Liberalized remittance scheme (LRS) is a facility provided by RBI for all resident individuals including minors to freely remit up to certain amount in terms of US Dollar for overseas education, travelling abroad for business and private visits, patients for medical treatment, or to a person for accompanying as attendant to patient abroad, gifting and donation, investments in shares and property, maintenance to close relatives living abroad. However, the Reserve Bank of India (RBI) has now narrowed the definition of relatives to immediate relatives such as parents, spouses, children and their spouses under the ‘maintenance of close relative’ category of Liberalised Remittance scheme. This is to check outflow of funds and prevent misuse of facility).

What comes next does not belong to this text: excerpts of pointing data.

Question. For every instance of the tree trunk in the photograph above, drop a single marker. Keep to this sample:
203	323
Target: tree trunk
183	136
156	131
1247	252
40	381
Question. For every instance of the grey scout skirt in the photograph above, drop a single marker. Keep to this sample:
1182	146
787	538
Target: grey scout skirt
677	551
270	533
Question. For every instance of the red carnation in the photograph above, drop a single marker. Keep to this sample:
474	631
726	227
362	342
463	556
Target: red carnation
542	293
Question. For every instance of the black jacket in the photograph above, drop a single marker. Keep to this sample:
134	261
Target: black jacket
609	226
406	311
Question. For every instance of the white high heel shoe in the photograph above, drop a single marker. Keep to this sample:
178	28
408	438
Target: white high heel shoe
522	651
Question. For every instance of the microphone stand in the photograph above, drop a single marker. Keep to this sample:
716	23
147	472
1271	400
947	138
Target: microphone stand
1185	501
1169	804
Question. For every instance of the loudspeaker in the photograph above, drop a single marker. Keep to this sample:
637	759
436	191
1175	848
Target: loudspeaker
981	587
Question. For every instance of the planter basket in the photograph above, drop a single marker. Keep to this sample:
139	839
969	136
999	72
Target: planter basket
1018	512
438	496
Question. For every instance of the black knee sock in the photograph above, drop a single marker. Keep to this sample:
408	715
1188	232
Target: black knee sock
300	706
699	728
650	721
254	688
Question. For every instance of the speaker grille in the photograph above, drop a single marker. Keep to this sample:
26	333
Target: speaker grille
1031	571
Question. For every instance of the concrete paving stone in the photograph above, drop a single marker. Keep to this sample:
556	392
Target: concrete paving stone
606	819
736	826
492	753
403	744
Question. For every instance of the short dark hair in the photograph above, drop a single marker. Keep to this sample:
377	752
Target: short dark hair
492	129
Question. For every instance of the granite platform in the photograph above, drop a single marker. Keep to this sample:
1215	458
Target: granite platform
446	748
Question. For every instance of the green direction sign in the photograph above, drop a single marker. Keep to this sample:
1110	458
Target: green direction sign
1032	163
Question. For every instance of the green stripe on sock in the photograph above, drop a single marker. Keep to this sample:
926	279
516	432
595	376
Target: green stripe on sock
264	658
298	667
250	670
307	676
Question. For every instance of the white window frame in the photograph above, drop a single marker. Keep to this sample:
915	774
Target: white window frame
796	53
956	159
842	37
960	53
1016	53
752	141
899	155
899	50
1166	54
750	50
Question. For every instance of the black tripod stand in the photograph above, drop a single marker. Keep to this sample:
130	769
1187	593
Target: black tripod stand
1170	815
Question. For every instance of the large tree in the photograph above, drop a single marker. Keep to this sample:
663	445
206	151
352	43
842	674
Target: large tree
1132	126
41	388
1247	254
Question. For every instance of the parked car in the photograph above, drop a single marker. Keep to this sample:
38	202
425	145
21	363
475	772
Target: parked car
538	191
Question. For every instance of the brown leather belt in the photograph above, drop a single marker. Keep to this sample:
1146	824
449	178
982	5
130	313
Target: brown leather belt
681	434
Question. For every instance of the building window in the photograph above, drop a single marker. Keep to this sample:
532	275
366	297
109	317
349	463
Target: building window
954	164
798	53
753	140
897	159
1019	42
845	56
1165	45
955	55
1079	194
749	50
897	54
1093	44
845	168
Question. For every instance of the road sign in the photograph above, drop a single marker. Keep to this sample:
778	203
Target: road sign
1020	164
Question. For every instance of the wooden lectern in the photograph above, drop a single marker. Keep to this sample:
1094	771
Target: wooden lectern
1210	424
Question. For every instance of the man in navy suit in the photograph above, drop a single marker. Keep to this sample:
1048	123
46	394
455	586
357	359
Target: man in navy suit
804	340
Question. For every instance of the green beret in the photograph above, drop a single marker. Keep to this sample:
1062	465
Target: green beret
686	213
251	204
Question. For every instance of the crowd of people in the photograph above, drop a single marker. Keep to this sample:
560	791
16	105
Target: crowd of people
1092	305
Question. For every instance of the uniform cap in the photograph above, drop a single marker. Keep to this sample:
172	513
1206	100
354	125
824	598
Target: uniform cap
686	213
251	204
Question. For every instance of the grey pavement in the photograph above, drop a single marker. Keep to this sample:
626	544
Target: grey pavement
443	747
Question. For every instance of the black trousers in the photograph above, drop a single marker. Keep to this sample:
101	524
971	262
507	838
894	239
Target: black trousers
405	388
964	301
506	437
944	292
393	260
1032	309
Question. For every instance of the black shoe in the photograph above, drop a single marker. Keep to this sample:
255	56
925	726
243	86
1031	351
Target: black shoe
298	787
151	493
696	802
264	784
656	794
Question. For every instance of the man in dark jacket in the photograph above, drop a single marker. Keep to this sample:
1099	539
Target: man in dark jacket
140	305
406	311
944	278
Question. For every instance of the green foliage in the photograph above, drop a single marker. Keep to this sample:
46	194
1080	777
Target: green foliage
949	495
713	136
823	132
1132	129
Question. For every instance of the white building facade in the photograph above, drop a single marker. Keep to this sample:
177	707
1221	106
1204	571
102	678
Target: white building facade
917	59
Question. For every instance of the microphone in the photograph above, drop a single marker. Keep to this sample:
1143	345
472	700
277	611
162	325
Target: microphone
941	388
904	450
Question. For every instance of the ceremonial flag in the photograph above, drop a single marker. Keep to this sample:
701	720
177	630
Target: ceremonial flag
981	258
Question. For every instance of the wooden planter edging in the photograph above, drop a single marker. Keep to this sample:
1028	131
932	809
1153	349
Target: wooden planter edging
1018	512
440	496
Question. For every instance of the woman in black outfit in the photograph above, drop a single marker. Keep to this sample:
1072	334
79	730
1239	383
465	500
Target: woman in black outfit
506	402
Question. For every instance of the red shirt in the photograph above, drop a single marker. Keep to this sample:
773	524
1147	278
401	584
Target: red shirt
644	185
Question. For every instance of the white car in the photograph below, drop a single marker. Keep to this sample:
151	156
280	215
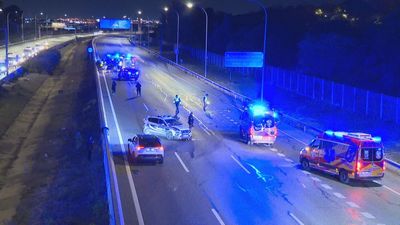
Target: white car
145	147
29	52
166	126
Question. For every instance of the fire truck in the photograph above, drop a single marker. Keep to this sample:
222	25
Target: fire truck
358	156
258	124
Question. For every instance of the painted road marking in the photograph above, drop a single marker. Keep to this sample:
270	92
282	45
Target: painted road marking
352	204
289	160
315	179
114	174
298	221
127	168
147	109
221	222
367	215
183	164
240	164
281	154
390	189
293	137
339	195
327	187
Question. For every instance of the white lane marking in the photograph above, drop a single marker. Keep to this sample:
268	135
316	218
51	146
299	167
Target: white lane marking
352	204
327	187
147	109
338	195
182	163
315	179
240	164
368	215
281	154
390	189
127	168
221	222
114	174
298	221
292	137
289	160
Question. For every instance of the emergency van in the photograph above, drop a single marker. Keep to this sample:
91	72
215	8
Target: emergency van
258	124
356	156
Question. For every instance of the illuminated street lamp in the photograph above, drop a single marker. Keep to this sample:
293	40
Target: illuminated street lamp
191	5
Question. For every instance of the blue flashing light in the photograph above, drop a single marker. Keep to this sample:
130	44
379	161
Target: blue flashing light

The rules for carrying foreign exchange abroad under LRS are revised from time to time by Reserve Bank of India. At present, LRS limit for all resident individuals is US Dollars 2, 50,000 or in any convertible currencies equivalent to USD 250000/- with effect from May 26, 2015.
The travellers going abroad for business and private visits may purchase foreign currency and currency from Authorised dealers like AD Category banks and Full-Fledged Money Changers (FFMCs) are also permitted to release exchange for business and private visits. The resident Indians can buy foreign exchange maximum 180 days in advance of travelling. Hitherto the LRS transactions are permitted by banks based on declaration made by remitter. Now under tightened reporting norms, daily reporting system by Authorised Dealer (AD) banks of transactions undertaken by individuals under LRS has been placed, which will be accessible to all the other ADs. It will be mandatory for banks to upload daily transaction-wise information undertaken by them under LRS.
Restrictions for remittance under LRS scheme
Under LRS, remittances cannot be used for trading on foreign exchange markets, purchase of Foreign Currency Convertible Bonds issued abroad by Indian by Indian companies and margin or margin calls to overseas exchanges and counterparties. Further, individuals are not allowed to send money to countries identified as ‘non cooperative jurisdictions’ by Financial Action Task Force (FAFT) and remittances to entities identified as posing terrorist risks.